A genuine stakeholder economy is built on a radical redistribution of power throughout all parts of the economy. When May spoke about putting consumers and workers on company boards, Labour’s centre-left should push for even greater engagement, with elected rather than appointed directors. And why stop at companies when government agencies could also benefit from both employee and service user representation at their highest levels?
It was gratifying to see a change in fiscal policy as George Osborne’s targets were abandoned in favour of Ed Balls’ sensible distinction between current and capital spending. But while May talked about the need to “invest in the things that matter, the things with a long-term return” the government needs to back that up – and with much more than the £3 billion unveiled at conference. Just as Labour proposed in 2015, a National Investment Bank supported by a network of regional banks could help drive private and public investment into key infrastructure projects where they are needed most.
And a proper industrial strategy is more than simply renaming the business department. As May highlighted, the government needs to take a more hands-on approach – but it will also require radical devolution of both power and resources, giving councils and local enterprise partnerships the ability to improve skills, transport and economic development in their areas. Greater devolution to English counties as well as city regions would help, but at the same time central government has a responsibility to support the country’s most disadvantaged areas.
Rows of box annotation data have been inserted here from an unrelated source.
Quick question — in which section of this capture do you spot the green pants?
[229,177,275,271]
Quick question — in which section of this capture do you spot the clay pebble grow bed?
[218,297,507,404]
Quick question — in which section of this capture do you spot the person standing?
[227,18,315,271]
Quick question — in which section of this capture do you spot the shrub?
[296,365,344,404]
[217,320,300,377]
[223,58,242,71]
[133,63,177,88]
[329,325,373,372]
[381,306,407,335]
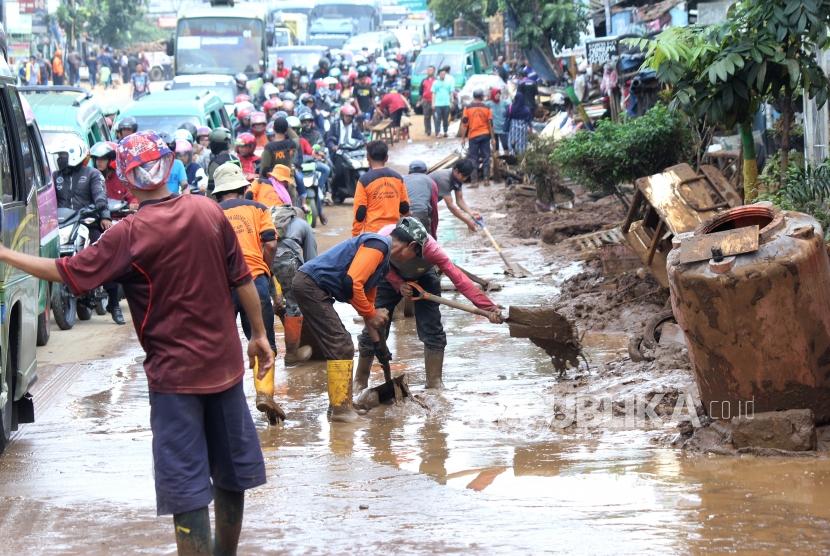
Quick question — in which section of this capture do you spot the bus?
[168,2,270,79]
[308,0,381,38]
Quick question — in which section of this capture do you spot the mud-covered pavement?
[0,128,830,554]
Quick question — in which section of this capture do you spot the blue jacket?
[300,233,392,303]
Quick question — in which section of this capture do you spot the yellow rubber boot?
[326,359,358,423]
[254,361,286,425]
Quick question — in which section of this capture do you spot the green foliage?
[760,162,830,240]
[502,0,588,49]
[551,104,692,193]
[630,0,830,128]
[56,0,146,47]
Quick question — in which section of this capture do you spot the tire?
[95,288,109,316]
[75,300,92,320]
[0,349,14,454]
[51,284,78,330]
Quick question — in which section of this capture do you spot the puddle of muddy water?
[0,147,830,554]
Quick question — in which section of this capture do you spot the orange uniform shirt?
[219,199,277,278]
[464,102,493,139]
[249,178,286,207]
[352,168,409,237]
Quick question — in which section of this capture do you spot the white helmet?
[51,133,89,166]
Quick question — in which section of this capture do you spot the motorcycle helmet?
[262,98,282,112]
[89,141,118,160]
[179,122,198,143]
[173,129,193,143]
[115,131,173,191]
[208,127,232,146]
[50,133,89,170]
[409,160,427,174]
[262,83,280,98]
[236,107,254,121]
[235,133,256,147]
[115,116,138,133]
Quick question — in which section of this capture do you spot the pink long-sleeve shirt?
[377,224,499,311]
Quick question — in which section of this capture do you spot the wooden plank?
[678,225,759,264]
[636,164,732,235]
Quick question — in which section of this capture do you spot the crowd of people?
[18,46,156,89]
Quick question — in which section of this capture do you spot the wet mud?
[0,132,830,555]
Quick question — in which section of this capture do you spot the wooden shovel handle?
[407,282,498,317]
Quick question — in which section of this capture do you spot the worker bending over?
[354,217,502,390]
[294,233,392,422]
[352,141,409,237]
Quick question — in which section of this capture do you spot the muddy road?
[0,128,830,554]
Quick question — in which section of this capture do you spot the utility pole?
[605,0,611,37]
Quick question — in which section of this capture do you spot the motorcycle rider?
[326,104,366,202]
[89,141,138,210]
[236,133,259,181]
[206,127,239,193]
[52,134,125,324]
[115,116,138,141]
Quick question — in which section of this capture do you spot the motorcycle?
[50,199,128,330]
[331,145,369,205]
[301,160,323,228]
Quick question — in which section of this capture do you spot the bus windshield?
[176,17,265,77]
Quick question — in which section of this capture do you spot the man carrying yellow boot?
[294,233,391,422]
[213,162,285,425]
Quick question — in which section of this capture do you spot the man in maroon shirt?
[0,132,273,554]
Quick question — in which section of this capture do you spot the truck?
[168,0,273,79]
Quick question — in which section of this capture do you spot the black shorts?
[389,108,406,127]
[150,381,265,515]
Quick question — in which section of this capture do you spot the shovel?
[407,282,584,374]
[476,218,530,278]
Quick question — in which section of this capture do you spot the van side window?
[0,106,14,204]
[3,89,35,202]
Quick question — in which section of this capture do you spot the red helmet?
[236,133,256,147]
[262,98,282,112]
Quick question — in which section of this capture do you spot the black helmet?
[115,116,138,133]
[208,127,233,145]
[409,160,427,174]
[179,122,199,139]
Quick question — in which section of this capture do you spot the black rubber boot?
[110,305,127,324]
[213,487,245,556]
[173,507,211,556]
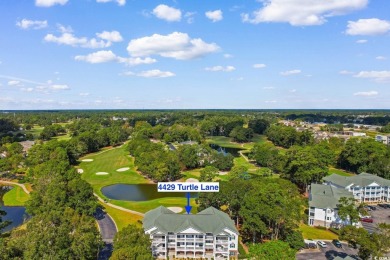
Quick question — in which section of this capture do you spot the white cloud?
[20,88,34,92]
[184,12,196,24]
[127,32,220,60]
[44,32,111,49]
[74,51,156,66]
[280,70,302,76]
[346,18,390,35]
[74,51,117,63]
[153,4,181,22]
[339,70,353,75]
[375,56,387,60]
[96,31,123,42]
[16,19,47,30]
[49,85,69,90]
[253,63,267,69]
[205,66,236,72]
[35,0,68,7]
[354,70,390,82]
[124,70,175,78]
[356,39,368,44]
[242,0,368,26]
[205,10,223,23]
[96,0,126,6]
[8,80,20,86]
[353,91,379,97]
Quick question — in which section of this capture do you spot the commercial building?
[143,206,239,259]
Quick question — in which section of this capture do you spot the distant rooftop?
[309,184,353,209]
[143,206,238,235]
[323,173,390,188]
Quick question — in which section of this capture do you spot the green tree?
[249,241,296,260]
[199,166,218,182]
[248,119,270,135]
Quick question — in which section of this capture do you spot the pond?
[210,144,242,157]
[0,186,27,232]
[102,184,196,203]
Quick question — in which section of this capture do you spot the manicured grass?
[78,146,200,213]
[3,184,30,206]
[109,197,196,213]
[206,136,242,149]
[78,146,149,198]
[299,224,338,240]
[329,167,355,177]
[100,203,143,231]
[26,125,44,138]
[53,134,71,141]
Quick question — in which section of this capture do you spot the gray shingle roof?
[309,184,353,209]
[324,173,390,187]
[143,206,238,235]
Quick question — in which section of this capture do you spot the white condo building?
[308,173,390,227]
[143,206,239,259]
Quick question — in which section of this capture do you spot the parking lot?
[296,205,390,260]
[296,241,358,260]
[361,206,390,233]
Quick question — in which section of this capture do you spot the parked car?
[332,239,343,248]
[360,218,374,223]
[317,240,328,247]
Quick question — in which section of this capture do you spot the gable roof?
[323,172,390,188]
[309,184,353,209]
[143,206,238,235]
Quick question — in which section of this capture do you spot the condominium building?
[375,135,390,145]
[323,173,390,204]
[308,173,390,227]
[308,184,353,228]
[143,206,239,259]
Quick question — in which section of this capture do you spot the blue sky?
[0,0,390,109]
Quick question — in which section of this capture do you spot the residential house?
[323,173,390,204]
[143,206,239,259]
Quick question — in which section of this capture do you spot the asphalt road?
[296,242,357,260]
[95,209,117,260]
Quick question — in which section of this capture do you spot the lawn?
[329,167,355,177]
[77,146,200,213]
[3,184,30,206]
[26,125,44,139]
[109,197,197,213]
[206,134,267,150]
[206,136,242,149]
[299,224,338,240]
[100,203,143,231]
[78,146,149,198]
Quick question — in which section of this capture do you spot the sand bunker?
[116,167,130,172]
[186,178,199,182]
[218,172,229,175]
[168,207,183,213]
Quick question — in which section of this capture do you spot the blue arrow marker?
[185,192,192,214]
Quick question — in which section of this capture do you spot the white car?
[317,240,328,247]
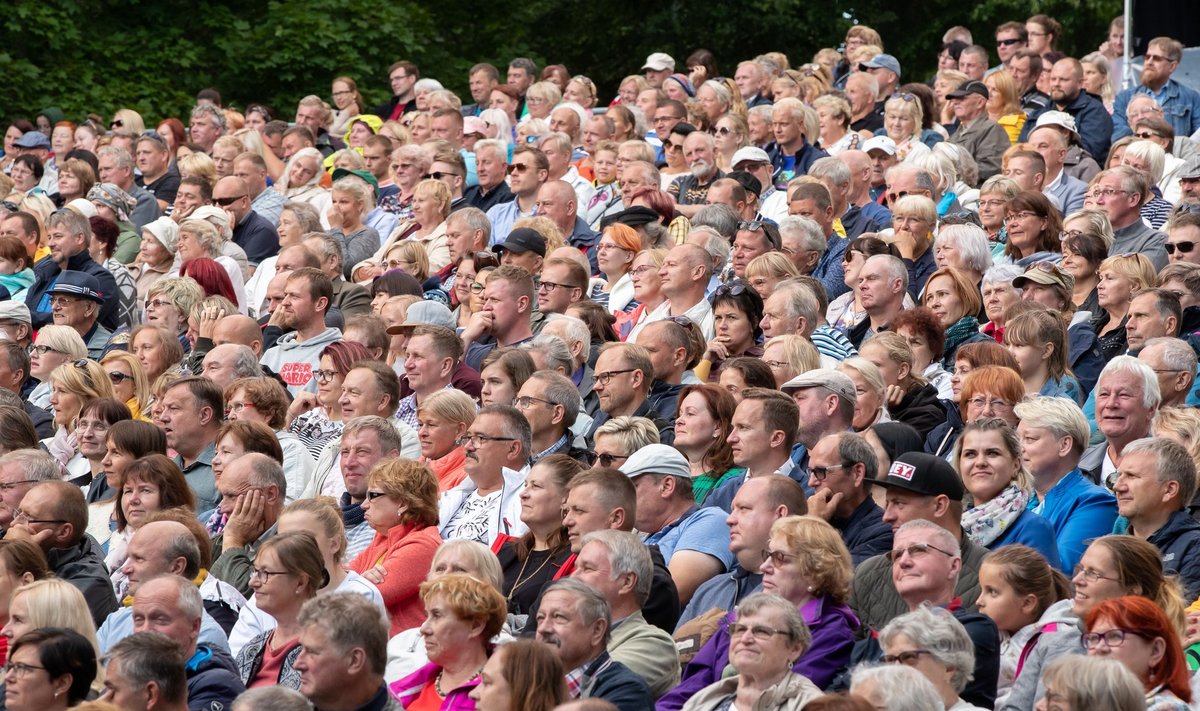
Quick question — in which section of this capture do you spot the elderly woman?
[953,417,1060,568]
[683,592,821,711]
[880,608,984,711]
[923,269,988,371]
[389,574,505,709]
[660,516,859,707]
[224,377,316,503]
[347,459,446,634]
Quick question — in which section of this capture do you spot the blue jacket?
[1030,468,1117,570]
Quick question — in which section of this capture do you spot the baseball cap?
[492,227,546,257]
[730,145,770,171]
[642,52,674,72]
[863,136,896,155]
[876,452,965,501]
[780,368,858,402]
[619,444,691,479]
[946,82,989,98]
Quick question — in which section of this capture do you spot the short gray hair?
[880,604,974,693]
[582,530,648,608]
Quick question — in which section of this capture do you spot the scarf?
[962,484,1030,548]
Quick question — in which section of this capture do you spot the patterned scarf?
[962,484,1030,548]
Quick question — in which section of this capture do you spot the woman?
[492,454,584,616]
[880,607,984,711]
[953,417,1060,568]
[1092,255,1157,363]
[983,70,1026,143]
[388,574,505,710]
[1004,310,1086,405]
[281,341,371,461]
[590,223,642,315]
[1062,209,1112,317]
[673,383,745,506]
[694,280,762,383]
[811,94,863,156]
[479,347,536,407]
[1084,596,1193,711]
[923,269,988,370]
[470,639,569,711]
[1004,190,1062,267]
[5,627,97,711]
[662,516,859,705]
[745,252,800,301]
[29,324,88,410]
[347,459,446,639]
[104,454,196,599]
[883,94,930,162]
[683,592,821,711]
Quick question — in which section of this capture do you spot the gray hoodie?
[262,328,342,396]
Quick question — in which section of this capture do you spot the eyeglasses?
[730,622,791,641]
[595,368,637,388]
[888,543,955,563]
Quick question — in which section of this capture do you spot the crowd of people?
[0,9,1200,711]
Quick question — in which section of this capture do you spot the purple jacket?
[655,597,859,711]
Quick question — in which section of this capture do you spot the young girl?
[1004,311,1084,405]
[976,544,1078,709]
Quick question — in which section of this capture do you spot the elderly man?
[946,82,1012,180]
[133,574,246,711]
[211,452,288,597]
[620,444,733,603]
[293,592,400,711]
[536,578,654,711]
[808,432,892,566]
[25,210,119,330]
[850,452,988,629]
[5,480,116,626]
[571,530,679,698]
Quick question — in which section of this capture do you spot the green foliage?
[0,0,1121,123]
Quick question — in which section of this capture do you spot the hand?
[222,489,269,548]
[809,489,845,521]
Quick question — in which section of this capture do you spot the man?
[1108,37,1200,140]
[1050,56,1113,161]
[946,82,1013,180]
[211,452,288,597]
[462,139,515,213]
[516,369,588,466]
[46,269,113,362]
[396,325,463,430]
[462,265,534,372]
[588,343,674,443]
[536,578,654,711]
[1112,437,1200,597]
[850,452,988,629]
[808,432,892,566]
[704,388,803,513]
[96,521,234,653]
[1028,124,1087,215]
[848,255,908,348]
[1092,166,1166,270]
[5,480,116,627]
[476,145,550,245]
[571,531,679,698]
[304,232,371,318]
[263,267,342,395]
[293,592,400,711]
[212,175,280,267]
[620,444,733,604]
[133,574,246,711]
[133,133,181,211]
[103,632,188,711]
[25,205,119,330]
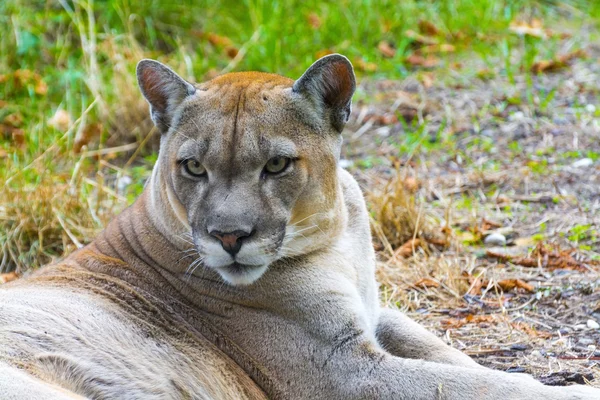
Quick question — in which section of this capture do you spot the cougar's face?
[161,75,338,284]
[137,55,354,285]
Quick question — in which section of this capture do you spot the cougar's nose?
[209,230,253,256]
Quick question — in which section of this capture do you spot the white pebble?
[339,158,354,168]
[571,158,594,168]
[483,232,506,246]
[508,111,525,121]
[586,319,600,329]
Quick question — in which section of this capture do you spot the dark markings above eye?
[264,157,292,175]
[181,159,206,178]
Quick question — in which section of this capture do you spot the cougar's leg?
[325,341,600,400]
[0,362,85,400]
[377,309,483,368]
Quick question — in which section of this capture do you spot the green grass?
[0,0,600,272]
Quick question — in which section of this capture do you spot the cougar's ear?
[136,60,196,133]
[293,54,356,132]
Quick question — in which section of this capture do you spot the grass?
[0,0,600,272]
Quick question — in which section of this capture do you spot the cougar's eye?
[183,160,206,177]
[265,157,291,175]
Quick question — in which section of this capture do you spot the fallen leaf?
[3,113,23,128]
[480,218,502,232]
[0,272,19,283]
[404,29,438,46]
[413,278,440,289]
[440,314,497,329]
[419,19,440,36]
[515,236,536,247]
[48,109,72,132]
[510,322,552,339]
[419,72,435,89]
[531,50,586,74]
[73,123,102,153]
[403,176,419,193]
[497,279,535,293]
[315,49,334,59]
[364,113,398,125]
[405,54,439,68]
[33,80,48,96]
[225,46,239,58]
[394,238,424,258]
[377,40,396,58]
[205,32,233,47]
[12,129,25,148]
[508,18,546,39]
[306,13,323,29]
[486,242,593,271]
[419,43,456,54]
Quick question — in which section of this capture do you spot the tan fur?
[0,56,600,400]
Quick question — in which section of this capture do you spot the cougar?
[0,54,600,400]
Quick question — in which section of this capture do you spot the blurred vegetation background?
[0,0,600,272]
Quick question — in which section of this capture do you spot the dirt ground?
[342,46,600,386]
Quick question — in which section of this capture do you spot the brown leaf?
[413,278,440,289]
[508,18,546,38]
[377,40,396,58]
[404,29,438,46]
[225,46,239,58]
[405,54,439,68]
[486,242,591,271]
[510,322,552,339]
[364,113,398,125]
[12,129,25,148]
[419,19,440,36]
[498,279,535,293]
[394,238,424,258]
[33,80,48,96]
[73,123,102,153]
[419,72,435,89]
[315,49,334,59]
[419,43,456,54]
[306,13,323,29]
[4,113,23,128]
[440,314,497,329]
[48,109,72,132]
[206,32,233,47]
[402,176,419,193]
[0,272,19,283]
[480,218,502,231]
[531,50,586,74]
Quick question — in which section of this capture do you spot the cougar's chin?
[214,262,269,286]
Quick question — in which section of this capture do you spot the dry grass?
[0,160,127,273]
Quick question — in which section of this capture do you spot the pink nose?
[210,230,252,256]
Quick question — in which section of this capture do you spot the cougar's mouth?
[215,262,268,285]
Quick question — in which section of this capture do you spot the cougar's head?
[137,54,355,285]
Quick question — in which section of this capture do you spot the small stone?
[375,126,392,137]
[483,232,506,246]
[508,111,525,121]
[586,319,600,329]
[117,175,133,193]
[339,158,354,168]
[510,343,527,351]
[571,158,594,168]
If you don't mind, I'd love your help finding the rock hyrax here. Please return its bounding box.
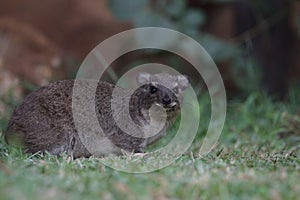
[5,73,189,157]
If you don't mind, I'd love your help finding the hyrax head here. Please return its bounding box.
[136,72,189,110]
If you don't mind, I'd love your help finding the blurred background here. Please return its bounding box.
[0,0,300,113]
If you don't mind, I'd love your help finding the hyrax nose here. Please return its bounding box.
[162,96,171,105]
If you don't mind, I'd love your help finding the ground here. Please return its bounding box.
[0,91,300,200]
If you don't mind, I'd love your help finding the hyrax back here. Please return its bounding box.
[5,73,188,157]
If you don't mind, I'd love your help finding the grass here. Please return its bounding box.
[0,92,300,200]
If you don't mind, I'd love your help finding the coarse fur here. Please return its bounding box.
[5,73,189,158]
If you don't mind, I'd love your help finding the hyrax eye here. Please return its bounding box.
[150,85,157,94]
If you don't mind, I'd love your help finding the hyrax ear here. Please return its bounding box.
[136,72,151,85]
[177,75,189,90]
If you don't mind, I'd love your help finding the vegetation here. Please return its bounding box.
[0,91,300,199]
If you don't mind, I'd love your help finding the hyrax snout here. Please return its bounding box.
[5,73,189,157]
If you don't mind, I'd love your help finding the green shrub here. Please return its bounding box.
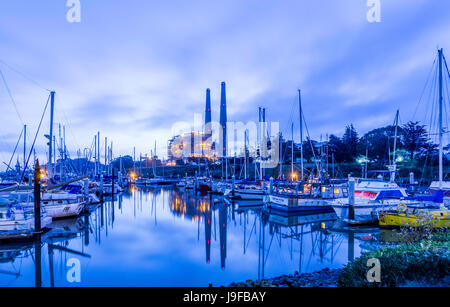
[337,232,450,287]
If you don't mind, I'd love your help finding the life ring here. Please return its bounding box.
[397,203,408,212]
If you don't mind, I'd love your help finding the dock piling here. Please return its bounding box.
[348,178,355,220]
[34,159,41,234]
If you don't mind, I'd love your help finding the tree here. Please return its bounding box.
[342,124,359,162]
[328,134,346,162]
[403,121,430,160]
[358,126,403,163]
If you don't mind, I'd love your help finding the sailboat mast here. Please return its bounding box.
[392,110,400,165]
[439,48,444,190]
[291,123,294,181]
[48,91,55,178]
[23,125,27,170]
[298,90,304,181]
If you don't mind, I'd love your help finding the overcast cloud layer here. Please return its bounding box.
[0,0,450,169]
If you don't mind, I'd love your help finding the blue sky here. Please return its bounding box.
[0,0,450,169]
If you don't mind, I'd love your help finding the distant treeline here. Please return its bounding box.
[282,122,450,166]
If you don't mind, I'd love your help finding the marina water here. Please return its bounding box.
[0,188,378,286]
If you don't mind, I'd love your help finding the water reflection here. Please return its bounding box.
[0,188,384,287]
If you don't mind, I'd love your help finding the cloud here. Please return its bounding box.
[0,0,450,171]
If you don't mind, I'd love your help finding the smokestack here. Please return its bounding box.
[205,88,212,136]
[220,82,227,157]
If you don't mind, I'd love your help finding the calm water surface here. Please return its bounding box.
[0,188,378,286]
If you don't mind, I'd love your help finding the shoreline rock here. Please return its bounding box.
[229,268,342,287]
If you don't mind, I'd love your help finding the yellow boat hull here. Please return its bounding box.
[379,210,450,228]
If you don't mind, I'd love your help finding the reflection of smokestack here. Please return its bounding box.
[205,208,212,263]
[219,204,228,269]
[205,88,211,136]
[220,82,227,157]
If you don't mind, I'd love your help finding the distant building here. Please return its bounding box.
[167,132,215,161]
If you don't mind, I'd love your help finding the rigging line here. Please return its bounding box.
[412,58,436,121]
[8,128,24,173]
[442,54,450,78]
[0,59,51,92]
[0,70,24,125]
[20,95,51,183]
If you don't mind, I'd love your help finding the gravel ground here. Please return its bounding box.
[230,268,342,287]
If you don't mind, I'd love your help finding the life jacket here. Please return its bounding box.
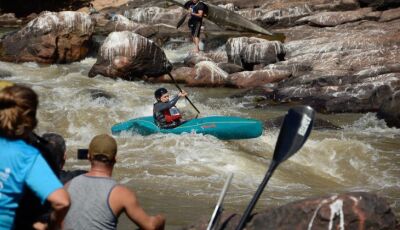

It was refreshing to hear May talking about “making markets work” particularly “where companies are exploiting the failures of the market in which they operate”. From energy to broadband to housing, May identified a key role for intervention, clearly at odds with her party’s typical free-market fanaticism. But even in those policy areas, Labour’s centre-left should ask what more needs to be done if consumers still don’t get a fair deal – for instance is there a role for microgeneration and community energy to counter the dominance of the ‘big six’ energy companies? If house-building targets aren’t met, what more can be done to not just stimulate supply but also manage demand? Labour’s past policies on land use and rents offer some solutions.
Finally, May’s use of language on tax as a duty and the “price we pay for living in a civilised society” was significant and reflected both a sense of shared endeavour and a growing frustration with a system where it feels like everyone doesn’t play by the same rules. But paying tax is only part of it – Labour’s centre-left should also talk about additional taxes on wealth and income, because to be truly serious about tackling unfairness and injustice then the last generation has to be prepared to pay their fair share to help provide opportunities for the next. And to take it further, reforms that reward contribution could start to engender both a sense of duty but also pride in paying your fair share.
While it doesn’t hurt to be flattered by Theresa May’s imitation, it’s important Labour’s centre-left avoids being flatlined by her transformed Tory party. In adopting our economic policies, she may think she’s found the new centre ground of British politics – and maybe she has – but it will still be up to Labour’s centre-left to be critical and push for bolder, more radical ways of achieving a genuine stakeholder economy every step of the way.